Last year, Eddie Coates (MBA 2016) managed the Real Estate Club’s Real Estate Weekend. We recently caught up with Eddie to find out what prospective students should know about conferences at HBS. Here’s what he had to say.

1.      HBS conferences are run by MBA students

The conferences at HBS are entirely student-organized and there are a lot of them.  An outsider attending one of the conferences would probably think that a full-time staff organized the event, but I can assure readers that students do everything from recruiting the speakers to raising sponsorships to stuffing name tags in badges. 

2.      Conferences take place throughout the school year

Conferences begin within the first month of the fall semester with the final conference taking place about a month before finals. 

3.      Visitors (including prospective students!) are welcome at conferences

The attendee base is diverse and includes HBS and other Harvard graduate school students, visitors from other MBA programs, local professionals, and industry academics.

If you have the ability to schedule a campus visit on a date that is adjacent to a conference in which you’re interested, do it!  Prospective applicants are absolutely welcome and this is a great way to meet current HBS students and potentially learn more about a specific industry.

4.      On campus clubs spearhead conference planning

Before starting my RC year, I decided to target the Real Estate Club as the professional organization in which I was going to invest significant time and effort.  I meshed well with the Club’s leadership and they were naïve kind enough to ask me to co-chair the 2015 conference alongside a student from the Graduate School of Design and another HBS student. 

They helped us recruit a conference team of 5-6 additional students and we were off to the races!  I knew it would take a lot of effort to continue the conference’s legacy, but it’s much less daunting when you’re surrounded by such capable, creative people.  We quickly determined what aspects of the conference each team member would oversee and went to work (I took on programming and operations).

5.      Planning a conference can be a challenging and rewarding experience

I had been involved in organizing conferences and events before, but the experience was totally different due to the fact that the team was comprised of Harvard students.  Like many who come to HBS, I had never been surrounded by such high performers.  This reality didn’t necessarily surprise me, but I was blown away again and again by the creativity and efficiency of the team.
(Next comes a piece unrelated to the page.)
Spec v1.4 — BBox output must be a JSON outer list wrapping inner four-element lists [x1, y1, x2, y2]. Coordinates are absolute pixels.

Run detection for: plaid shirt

The biggest challenge our team faced was deciding when to stop adding additional components and begin executing.  Enthusiasm is an amazing thing, but can also lead to scope creep if you don’t harness it properly.

Organizing the conference was one of the highlights of my RC year.  I made so many valuable connections with other students who are passionate about real estate as well as important professionals.  One’s time is scarce and precious at HBS, but some commitments are worth the added work.  I see many peers shy away from taking on leadership roles within student clubs or student conferences because of the implied time commitment.  I think this is a mistake.  If you’re passionate about a specific topic or industry that is covered by a conference, do yourself a favor and go all-in.